About Staphylococcal enterotoxin B (SEB)
Staphylococcal enterotoxin B (SEB) is an enterotoxin produced by the gram-positive bacteria Staphylococcus aureus. It is a common cause of food poisoning due to its very stable biophysical nature. SEB is also a known superantigen, as it can trigger polyclonal T cell activation and massive cytokine release resulting in toxic shock syndrome. Its potency at low concentrations is due to simultaneous binding of SEB to the class II major histocompatibility complex (MHC) antigens expressed on professional antigen presenting cells (APCs) and the T cell receptor at the variable region of the β-chain. As this binding event occurs on a subset of TCR Vβ domains, a substantial number of T cells (20% of repertoire) are activated by SEB, resulting in the up-regulation of activation markers and proliferation, which can be measured by flow cytometry. In addition, SEB stimulation leads to massive systemic release of pro-inflammatory cytokines, such as IL-2, IL-6, TNF-α, and IFN-γ, which can be measured by cytometric bead arrays or Meso Scale Discovery (MSD) technology used for cytokine release assays.
How will my SEB Stimulation Assay be performed?

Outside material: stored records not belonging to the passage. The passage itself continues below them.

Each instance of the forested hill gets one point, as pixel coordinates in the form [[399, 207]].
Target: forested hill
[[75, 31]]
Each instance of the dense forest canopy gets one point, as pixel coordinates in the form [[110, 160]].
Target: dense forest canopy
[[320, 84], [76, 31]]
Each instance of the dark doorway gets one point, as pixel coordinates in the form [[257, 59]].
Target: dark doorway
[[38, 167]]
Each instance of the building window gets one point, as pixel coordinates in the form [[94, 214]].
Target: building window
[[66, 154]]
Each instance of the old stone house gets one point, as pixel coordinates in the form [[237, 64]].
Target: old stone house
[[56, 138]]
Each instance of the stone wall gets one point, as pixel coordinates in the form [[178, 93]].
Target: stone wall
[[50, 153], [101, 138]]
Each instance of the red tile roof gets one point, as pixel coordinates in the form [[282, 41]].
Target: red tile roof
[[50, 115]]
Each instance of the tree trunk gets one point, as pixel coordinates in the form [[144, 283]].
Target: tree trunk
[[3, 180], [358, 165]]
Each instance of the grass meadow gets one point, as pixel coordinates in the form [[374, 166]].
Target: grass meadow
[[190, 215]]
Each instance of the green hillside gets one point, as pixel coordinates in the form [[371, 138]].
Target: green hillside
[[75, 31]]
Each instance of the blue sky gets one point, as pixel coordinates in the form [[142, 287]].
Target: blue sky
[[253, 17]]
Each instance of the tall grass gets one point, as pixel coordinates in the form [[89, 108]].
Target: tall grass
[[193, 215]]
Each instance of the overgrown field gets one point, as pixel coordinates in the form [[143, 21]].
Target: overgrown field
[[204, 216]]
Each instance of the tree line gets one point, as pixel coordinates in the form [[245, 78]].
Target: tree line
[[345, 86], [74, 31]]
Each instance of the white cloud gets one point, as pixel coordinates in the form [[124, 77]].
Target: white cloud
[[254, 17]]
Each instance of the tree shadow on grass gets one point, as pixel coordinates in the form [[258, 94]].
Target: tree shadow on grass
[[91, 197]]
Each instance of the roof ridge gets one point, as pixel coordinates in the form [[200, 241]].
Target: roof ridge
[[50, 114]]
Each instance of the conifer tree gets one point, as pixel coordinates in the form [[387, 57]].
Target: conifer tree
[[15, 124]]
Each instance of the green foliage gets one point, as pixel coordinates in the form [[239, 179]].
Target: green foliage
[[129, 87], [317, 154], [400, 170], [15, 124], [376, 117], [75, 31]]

With our group of expert immunologists, we at iQ Biosciences are well-suited to perform SEB stimulation assays with your molecule. iQ will work with you every step of the way to ensure you are comfortable with the assay and the workflow. We start by ensuring that the PBMCs or whole blood used in the experiment come from multiple healthy donors. Depending on the format of the sample (PBMCs or whole blood), a minimum number of donors will be suggested. However, we will work with you to determine how independent donors you would like to meet your satisfaction and expectations. It should also be noted that primate PBMCs can also be used for animal bridging studies.
We will stimulate the cells with SEB in the presence or absence of your molecule at multiple concentrations, as well as with control compounds to ensure the assay is working properly and as a source of comparison. More importantly, we will work with you and your research team to determine the best method (soluble or plate coated) to present your test molecule. Both the sample format and presentation format will take into account the biological nature of the target and your project end goals.
Once the sample format and presentation of the test molecule is confirmed, the samples are stimulated under the agreed upon conditions. At specified timepoints, we will harvest the supernatant or plasma to determine the levels of multiple cytokines using cytokine bead arrays or MSD. We generally recommend measuring IL-2, IL-6, TNF-α, and/or IFN-γ; however, we can measure other cytokines that may be of interest as well. If the PBMCs were pre-labeled with CFSE, we can measure proliferation of the lymphocytes in response to SEB and your test article. We can also perform surface receptor analysis by flow cytometry with the remaining cells from the assay.
Finally, our research team will put together a report of the findings based on your needs. Together, we will work with you at every step of the process to ensure you are comfortable and involved. With this open communication policy, you can feel confident that your molecule is being tested properly and the results are reliable.